By March 1945, when the end of the war was in sight, Lee’s enemies were still lobbying to have him relieved of command. Eisenhower refused to do it. And since then, a generation of military historians have had great fun making fun of Lee.
But he deserves better. In fact, after the war, the three defeated Axis nations needed administrators to oversee reconstruction. Douglas MacArthur was appointed governor general of Japan, General Lucius Clay oversaw Germany for the Allies and it was Lee who managed Italy’s rehabilitation. It was a tribute to his excellent leadership and (perhaps) a sort of atonement by the army for the shabby treatment he received during the war.

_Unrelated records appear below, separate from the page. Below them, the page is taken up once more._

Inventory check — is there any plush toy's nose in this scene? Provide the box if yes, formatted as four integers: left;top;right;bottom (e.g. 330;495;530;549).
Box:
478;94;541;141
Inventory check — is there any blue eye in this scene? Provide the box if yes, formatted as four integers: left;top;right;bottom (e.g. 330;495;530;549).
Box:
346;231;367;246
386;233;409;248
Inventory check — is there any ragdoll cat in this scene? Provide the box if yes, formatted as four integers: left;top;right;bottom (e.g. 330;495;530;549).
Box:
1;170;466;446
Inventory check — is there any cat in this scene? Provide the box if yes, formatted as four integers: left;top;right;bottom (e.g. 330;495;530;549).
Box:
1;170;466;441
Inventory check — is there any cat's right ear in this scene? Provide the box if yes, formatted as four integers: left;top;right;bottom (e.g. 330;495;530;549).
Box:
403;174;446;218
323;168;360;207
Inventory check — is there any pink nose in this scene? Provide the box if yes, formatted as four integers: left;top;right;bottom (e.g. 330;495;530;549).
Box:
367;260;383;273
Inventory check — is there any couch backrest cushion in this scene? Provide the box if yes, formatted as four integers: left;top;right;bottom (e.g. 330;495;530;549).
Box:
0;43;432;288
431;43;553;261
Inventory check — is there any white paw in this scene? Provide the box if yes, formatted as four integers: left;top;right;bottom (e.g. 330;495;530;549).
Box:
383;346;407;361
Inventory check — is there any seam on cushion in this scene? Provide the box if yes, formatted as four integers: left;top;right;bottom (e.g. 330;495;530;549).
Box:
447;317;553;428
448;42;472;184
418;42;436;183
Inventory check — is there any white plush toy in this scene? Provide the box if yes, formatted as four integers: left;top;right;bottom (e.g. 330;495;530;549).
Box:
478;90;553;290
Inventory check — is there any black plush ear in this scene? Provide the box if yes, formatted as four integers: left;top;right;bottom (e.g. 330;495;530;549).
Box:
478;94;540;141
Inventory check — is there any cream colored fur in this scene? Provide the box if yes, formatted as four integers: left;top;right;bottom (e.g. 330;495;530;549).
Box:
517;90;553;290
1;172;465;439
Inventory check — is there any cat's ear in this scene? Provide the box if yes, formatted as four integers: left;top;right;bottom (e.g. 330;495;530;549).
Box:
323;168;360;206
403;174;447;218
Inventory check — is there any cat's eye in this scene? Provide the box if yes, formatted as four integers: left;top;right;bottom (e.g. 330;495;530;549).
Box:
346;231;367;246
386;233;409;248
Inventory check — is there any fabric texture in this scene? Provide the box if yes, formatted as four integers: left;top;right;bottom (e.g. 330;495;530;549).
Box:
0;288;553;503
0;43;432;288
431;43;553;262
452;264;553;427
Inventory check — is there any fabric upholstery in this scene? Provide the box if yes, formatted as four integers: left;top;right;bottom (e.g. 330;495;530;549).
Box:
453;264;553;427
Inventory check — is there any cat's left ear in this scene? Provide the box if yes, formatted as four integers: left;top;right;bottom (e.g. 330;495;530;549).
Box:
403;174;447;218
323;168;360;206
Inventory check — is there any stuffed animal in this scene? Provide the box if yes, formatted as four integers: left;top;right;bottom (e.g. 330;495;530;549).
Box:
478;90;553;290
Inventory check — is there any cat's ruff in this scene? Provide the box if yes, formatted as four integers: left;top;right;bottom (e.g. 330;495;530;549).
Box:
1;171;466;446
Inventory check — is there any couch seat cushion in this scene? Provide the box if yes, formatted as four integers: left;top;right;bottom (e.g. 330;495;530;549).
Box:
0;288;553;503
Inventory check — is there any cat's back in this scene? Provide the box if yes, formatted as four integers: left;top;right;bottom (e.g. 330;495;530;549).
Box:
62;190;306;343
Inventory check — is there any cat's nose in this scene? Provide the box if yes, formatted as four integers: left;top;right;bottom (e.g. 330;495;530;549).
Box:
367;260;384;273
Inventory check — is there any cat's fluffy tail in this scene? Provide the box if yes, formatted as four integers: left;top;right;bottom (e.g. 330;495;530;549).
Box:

Hank H. Cox is author of The General Who Wore Six Stars. A veteran journalist, speech writer and public relations guru in Takoma Park, Maryland, his other titles include Lincoln and the Sioux Uprising of 1862, For Love Of A Dangerous Girl and Conversations With The Devil. You can follow him on Twitter @HankHCox
My buddy, Bob Rieders and I who were stationed in the European Theater Headquarters in Paris (1944-46 were about to go our separate ways when we ran smack into our General, John Lee, and his entourage.
I was dressed casually that morning, my tie hanging from unbuttoned collar, as I had the weekend off and was on my way to visit my Uncle Al, a soldier, in Rheims. The General stopped short and, in a commanding voice, asked, “What’s wrong with this picture, soldier?”
Bob, an amateur photographer and later a professional one, looked around and asked, “Picture, what picture?” in his decidedly New York twang.
Whereupon the General stepped in front of me, cinched up my tie, and returned my salute, exclaiming, “Now you look like a soldier!”
I want to add that we soldiers in his command were treated well. Mel C.